Revisiting Reporting: How Research Nuggets and Critical Insights Readers Can Create Stronger Research Engagement

Presenter: Joachim Schiavo, Josh Rivers

This talk will highlight how two reporting tools, short research insights clips known as ‘Research Nuggets’ and ‘Critical Insights Readers,’ can lead to stronger research engagement and research insights uptake within game development teams. In addition to highlighting the impact of these methods, the speakers will also walk the audience through the technical guidelines on crafting both ‘Research Nuggets’ and ‘Critical Insights Readers’ themselves. With these tools in hand, researchers of all levels will walk away better equipped to ‘revisit reporting.’

Salary Survey 2023

Presenter: Andrew Menger-Ogle

Thesis Validation Framework - Aligning product teams to the work that needs to be done

Presenters: Alex Arndt, Tom Barnes

In R&D at Riot, Researchers are a shared resource across multiple teams/projects. Researchers are expected to serve as strategic advisers to each partner, and drive their process towards milestone assessments of their work. A key part of this advisory role is guiding product teams alignment on project priorities at any given phase of development. This is intended to help them validate whether their game is delivering on the right expectations at the right time.

To meet the needs described above, R&D Research at [[Studio Name]] has developed a Thesis Validation Framework. This 3-part planning tool is designed to guide project teams through identifying their thesis components, aligning on their priority, and assigning validation methods to them. Note: Thesis in this context means the key components of the game that we believe will make it very successful.

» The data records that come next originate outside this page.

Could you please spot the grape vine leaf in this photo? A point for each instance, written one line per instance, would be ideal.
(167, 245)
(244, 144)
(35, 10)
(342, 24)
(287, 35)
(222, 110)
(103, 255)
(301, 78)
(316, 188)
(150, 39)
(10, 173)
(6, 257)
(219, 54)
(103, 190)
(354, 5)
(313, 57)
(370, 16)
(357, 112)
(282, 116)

In this presentation, we will be sharing our framework model, and the steps we take to apply it to a given product team. When the model is applied properly, the team should have a greater understanding of:

  • What their project needs to validate in order to have a much higher chance at success
  • How those things can be prioritized
  • How validation efforts can be best weaved into their development timeline

We are sharing this framework in the hopes that our colleagues here at GUR Summit can discover ways to utilize this and similar approaches in their own partnerships!

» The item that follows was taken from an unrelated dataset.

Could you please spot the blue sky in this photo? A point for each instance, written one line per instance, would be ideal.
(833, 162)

Turn your research into action with a workshop

Presenter: Emma Varjo

While research is often in our title, it’s only half of our work. A big part of our job is also communicating the research findings and ensuring they are turned into action. Presentations and documentation are the go-to way of doing this, but it is not always effective. Workshops are an alternative way of delivering research findings to the development team all the while making them do the work of figuring out what to do next. This talk will give you the tools to act as the workshop facilitator who can guide the team to conclusions and action.

Where academia meets business: Lessons learned from studying UX-related practices in a Swedish indie gamedev community

Presenter: Benjamin Linz

As little is known in academia about games user research in indie development, a qualitative study was conducted investigating the actual practices of several indie teams in a close-knit Swedish game development community, from a UX perspective. In fact, the so-called ""Sweden Game Arena"" connects researchers and hundreds of specialised students from the University of Skövde with dozens of professional game developers and business acceleration opportunities, creating a fertile hub for game start-ups and indie success stories.

This talk will highlight some of the findings from the case study on the working conditions of the indies studied and their attitudes towards UX. It will discuss the practices that have been revealed in terms of novelty and the extent to which the challenges identified are unique to the given context. Finally, we take a look at the potential for such local game development communities to increase their UX maturity.

While GUR veterans are unlikely to learn anything fundamentally new, this session may be best suited to those who want to learn about the academic/indie context, discuss indie GUR practices, or are new to the field.